Nos países mais cultos do mundo, onde existe o primado do Direito e uma ordem jurídica paira sobre todos – inclusive o Estado – a decisão de um Juiz contra o Estado não se sujeita a recurso por parte do próprio Estado. Parte-se, aí, do entendimento que o Juiz, ao julgar uma ação, julga em nome do Estado: é o Juiz-Estado. O julgamento é feito, não pelo Juiz, mas pelo Estado, através do Juiz. Assim, por exemplo, se um réu é condenado, pelo Juiz ou pelo Júri, com pena considerada pequena ou insuficiente, o Promotor não pode recorrer, porque o Promotor é um órgão do Estado e o Estado, na pessoa do Juiz, já decidiu.

No nosso País, se o Executivo resolvesse aceitar as decisões judiciais, nem que fosse tão-só as julgadas em última instância, centenas e milhares de processos seriam evitados.

A solução para o tormentoso problema não pode consistir, portanto, em nova reforma constitucional, ou, em outras palavras, numa reforma para trás.

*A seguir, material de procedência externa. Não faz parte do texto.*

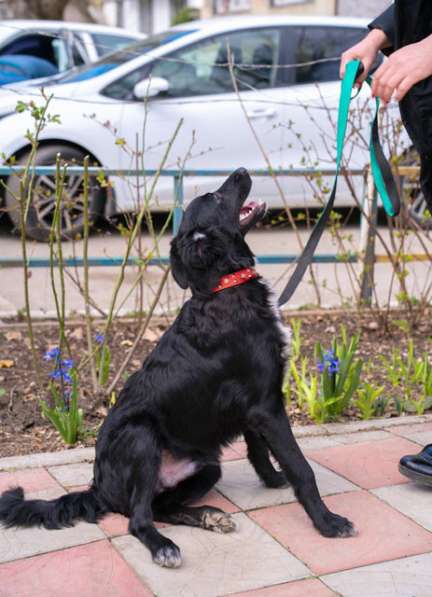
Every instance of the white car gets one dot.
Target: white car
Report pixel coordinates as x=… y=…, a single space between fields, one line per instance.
x=62 y=44
x=134 y=99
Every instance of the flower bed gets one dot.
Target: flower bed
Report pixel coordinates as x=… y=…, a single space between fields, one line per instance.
x=391 y=364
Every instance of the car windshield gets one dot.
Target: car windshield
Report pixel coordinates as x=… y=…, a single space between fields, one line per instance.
x=107 y=63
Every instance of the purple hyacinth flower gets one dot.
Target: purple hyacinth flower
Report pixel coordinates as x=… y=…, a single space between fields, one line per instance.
x=52 y=354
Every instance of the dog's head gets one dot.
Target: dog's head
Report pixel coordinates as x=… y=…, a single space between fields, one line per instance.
x=210 y=241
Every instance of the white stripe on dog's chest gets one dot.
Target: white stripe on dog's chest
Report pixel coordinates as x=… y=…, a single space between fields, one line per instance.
x=285 y=331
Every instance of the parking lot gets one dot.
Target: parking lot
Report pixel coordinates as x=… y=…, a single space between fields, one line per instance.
x=333 y=279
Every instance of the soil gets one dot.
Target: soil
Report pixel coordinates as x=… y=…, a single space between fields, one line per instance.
x=24 y=431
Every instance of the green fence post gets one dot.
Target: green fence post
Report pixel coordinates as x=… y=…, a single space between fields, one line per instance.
x=178 y=201
x=369 y=219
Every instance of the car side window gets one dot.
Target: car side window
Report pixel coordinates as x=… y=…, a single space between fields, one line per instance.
x=321 y=43
x=106 y=43
x=33 y=44
x=202 y=69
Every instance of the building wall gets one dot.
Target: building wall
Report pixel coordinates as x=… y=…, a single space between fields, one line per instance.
x=365 y=8
x=294 y=7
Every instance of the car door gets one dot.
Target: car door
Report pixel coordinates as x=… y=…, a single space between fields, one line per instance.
x=218 y=131
x=312 y=97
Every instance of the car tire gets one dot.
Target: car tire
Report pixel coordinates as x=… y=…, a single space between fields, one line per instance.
x=41 y=210
x=417 y=206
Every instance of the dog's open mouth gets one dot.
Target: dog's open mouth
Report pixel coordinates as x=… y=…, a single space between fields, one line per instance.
x=250 y=213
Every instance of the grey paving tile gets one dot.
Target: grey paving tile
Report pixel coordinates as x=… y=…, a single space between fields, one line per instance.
x=69 y=475
x=415 y=501
x=407 y=577
x=17 y=543
x=241 y=485
x=215 y=564
x=46 y=459
x=420 y=437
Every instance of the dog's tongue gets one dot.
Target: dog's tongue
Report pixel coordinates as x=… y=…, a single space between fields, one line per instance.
x=248 y=207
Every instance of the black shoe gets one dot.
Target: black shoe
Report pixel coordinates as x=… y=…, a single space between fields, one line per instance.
x=418 y=467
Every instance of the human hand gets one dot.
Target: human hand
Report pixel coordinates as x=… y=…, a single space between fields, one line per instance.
x=403 y=69
x=366 y=51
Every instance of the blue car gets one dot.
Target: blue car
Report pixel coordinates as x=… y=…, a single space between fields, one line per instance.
x=20 y=68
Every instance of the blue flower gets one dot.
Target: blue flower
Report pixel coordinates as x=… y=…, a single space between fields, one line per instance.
x=52 y=354
x=330 y=356
x=61 y=374
x=99 y=338
x=334 y=366
x=329 y=362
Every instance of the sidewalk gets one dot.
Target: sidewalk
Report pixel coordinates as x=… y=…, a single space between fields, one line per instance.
x=275 y=552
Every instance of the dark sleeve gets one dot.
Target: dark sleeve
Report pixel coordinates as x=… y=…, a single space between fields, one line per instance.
x=386 y=22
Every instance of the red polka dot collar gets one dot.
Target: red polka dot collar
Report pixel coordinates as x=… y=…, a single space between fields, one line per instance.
x=235 y=279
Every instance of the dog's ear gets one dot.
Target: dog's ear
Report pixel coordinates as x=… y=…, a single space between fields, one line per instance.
x=178 y=270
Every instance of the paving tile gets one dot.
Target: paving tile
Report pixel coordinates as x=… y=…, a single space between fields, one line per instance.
x=30 y=479
x=415 y=501
x=215 y=564
x=73 y=474
x=361 y=436
x=318 y=442
x=47 y=459
x=407 y=577
x=301 y=588
x=413 y=431
x=114 y=525
x=241 y=485
x=217 y=500
x=384 y=533
x=94 y=570
x=369 y=464
x=229 y=453
x=17 y=543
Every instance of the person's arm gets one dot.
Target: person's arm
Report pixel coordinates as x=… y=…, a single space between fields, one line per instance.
x=366 y=51
x=385 y=22
x=403 y=69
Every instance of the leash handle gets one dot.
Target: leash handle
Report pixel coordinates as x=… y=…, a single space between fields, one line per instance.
x=381 y=172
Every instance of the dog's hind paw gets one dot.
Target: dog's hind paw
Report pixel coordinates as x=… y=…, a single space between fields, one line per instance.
x=168 y=556
x=218 y=521
x=334 y=525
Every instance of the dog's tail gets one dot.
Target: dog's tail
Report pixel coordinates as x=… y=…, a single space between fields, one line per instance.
x=15 y=510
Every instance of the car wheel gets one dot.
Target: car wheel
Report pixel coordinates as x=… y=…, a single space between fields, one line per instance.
x=42 y=205
x=417 y=207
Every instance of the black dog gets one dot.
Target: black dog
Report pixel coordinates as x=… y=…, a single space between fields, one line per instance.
x=215 y=374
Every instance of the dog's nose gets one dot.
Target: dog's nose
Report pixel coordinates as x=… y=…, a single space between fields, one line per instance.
x=240 y=173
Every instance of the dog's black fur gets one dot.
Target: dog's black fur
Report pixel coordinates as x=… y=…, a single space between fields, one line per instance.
x=215 y=374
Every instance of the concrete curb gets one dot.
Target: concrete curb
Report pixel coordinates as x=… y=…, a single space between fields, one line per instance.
x=77 y=455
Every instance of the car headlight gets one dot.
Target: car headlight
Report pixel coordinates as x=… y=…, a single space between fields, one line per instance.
x=6 y=112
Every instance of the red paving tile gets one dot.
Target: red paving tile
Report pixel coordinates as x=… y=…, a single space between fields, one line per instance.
x=31 y=480
x=302 y=588
x=230 y=453
x=214 y=498
x=384 y=533
x=369 y=464
x=415 y=428
x=114 y=525
x=93 y=570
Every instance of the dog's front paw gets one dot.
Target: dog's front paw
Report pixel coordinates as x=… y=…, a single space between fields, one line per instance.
x=168 y=556
x=333 y=525
x=218 y=521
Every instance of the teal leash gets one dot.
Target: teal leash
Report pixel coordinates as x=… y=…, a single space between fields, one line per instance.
x=381 y=172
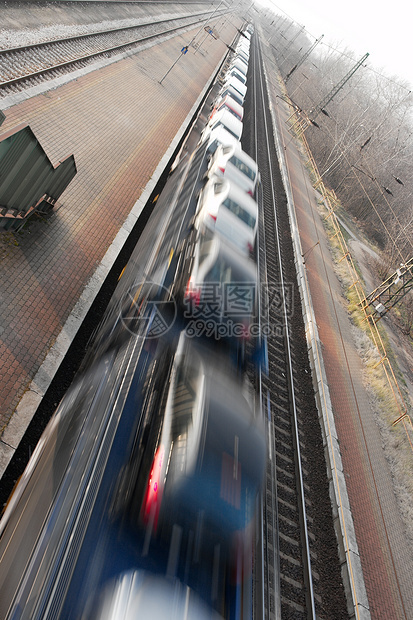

Como, está mais do que provado, o Executivo se recusa insistentemente a pagar, e a intervenção federal (prevista constitucionalmente), é medida essencialmente política e difícil de ser decretada), impõe-se a fixação de um percentual orçamentário destinado ao Poder Judiciário, para recolhimento imediatamente após o pagamento dos impostos. Assim, por exemplo, se a Constituição fixasse 4 ou 5 por cento do orçamento para o Judiciário, esse percentual seria transferido automaticamente no mesmo ato de recolhimento dos tributos. Com isso o Judiciário teria meios de se organizar, contando com recursos certos e poderia elaborar um programa para atender os precatórios.

Fora isso, tudo continuará na mesma, com reforma ou sem reforma.